In choosing both panel participants and the discussant, attend to the institutional location. Don’t choose a set of participants all from one single institution. This is very common with inexperienced and frightened graduate students, who often will organize a panel with 3 other graduate students from their own department, and then a professor discussant FROM THEIR OWN DEPARTMENT. This is another kiss-of-death move for a panel. If you’re wondering—do people even notice this? Yes, they notice, and they avoid like the plague.
[Parenthentically, if you are a professor and you are asked to serve a discussant for a graduate student panel that is comprised entirely of students from your home department, be a mentor and tell them “no,” and tell them why: because they need to put their big girl pants on and go find a famous and potentially intimidating discussant from another campus whom they don’t already know.]
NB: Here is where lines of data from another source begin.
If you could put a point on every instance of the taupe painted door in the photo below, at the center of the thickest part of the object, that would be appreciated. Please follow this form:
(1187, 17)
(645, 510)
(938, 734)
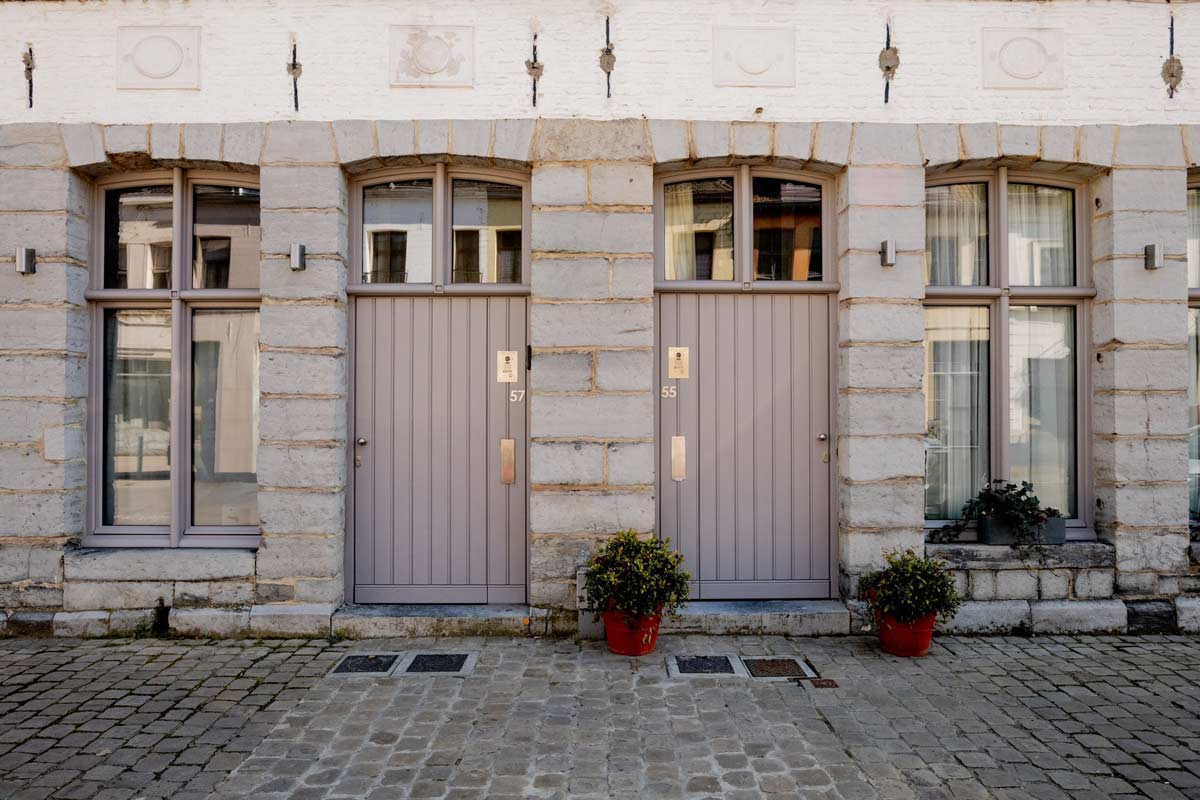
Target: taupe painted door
(753, 511)
(439, 515)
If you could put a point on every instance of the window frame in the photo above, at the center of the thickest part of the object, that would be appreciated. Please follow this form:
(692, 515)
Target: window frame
(180, 301)
(999, 296)
(443, 230)
(744, 275)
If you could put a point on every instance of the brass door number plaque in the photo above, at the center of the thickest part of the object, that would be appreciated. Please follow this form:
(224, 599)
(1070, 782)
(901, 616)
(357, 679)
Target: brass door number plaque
(505, 366)
(677, 362)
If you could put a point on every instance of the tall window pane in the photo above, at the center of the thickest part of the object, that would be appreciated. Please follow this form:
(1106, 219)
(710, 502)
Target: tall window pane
(397, 232)
(957, 235)
(699, 229)
(225, 416)
(1194, 415)
(1042, 402)
(957, 435)
(786, 230)
(486, 242)
(138, 238)
(226, 238)
(1194, 238)
(137, 417)
(1041, 235)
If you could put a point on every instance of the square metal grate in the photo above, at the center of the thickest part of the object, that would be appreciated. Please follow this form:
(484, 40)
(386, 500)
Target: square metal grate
(717, 665)
(778, 667)
(366, 663)
(438, 663)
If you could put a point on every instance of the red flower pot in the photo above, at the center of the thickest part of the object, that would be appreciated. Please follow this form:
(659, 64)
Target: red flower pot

Once you have collected all the participants and the discussant, you can then submit the whole package to the conference review committee. You may have to solve small organizational problems such as, “who will serve as chair of the panel.” As organizer, you will likely want to serve as chair, as long as it does not prevent you from delivering a paper. You need to deliver a paper. And Dr. Famous Professor needs to SPEAK, because in speaking she will draw the audience that you want.
Et voila, you have organized a panel. If the panel is accepted, you hope that you will be given a decent time slot, ie, not Wednesday or Sunday, but as a graduate student, you don’t always get that wish granted.
Once the panel is accepted, then you have the task of setting a deadline for your participants to submit their papers to you, which must be early enough to be able to give the discussant PLENTY of time to read and think on prior to the date of the panel. You do not want an angry or alienated Dr. Famous Professor on your hands, and late papers are one of the leading causes of anger among discussants who probably feel they are doing you a favor just agreeing to be on the panel in the first place, and certainly want to be treated with considerable respect and appreciation, not to mention professional courtesy.
Being the panel organizer gives you one other ace in the hole, and that is the panel get-together. This can be breakfast, lunch, dinner, or even just drinks, but as the organizer you do get to bring your little group together, with Dr. Famous Professor, for a little socializing at the conference. And this is good, very good. You get to know the young assistant professors, and they get to know you, and you all get to know the famous professor. This is how reputations are built and careers made.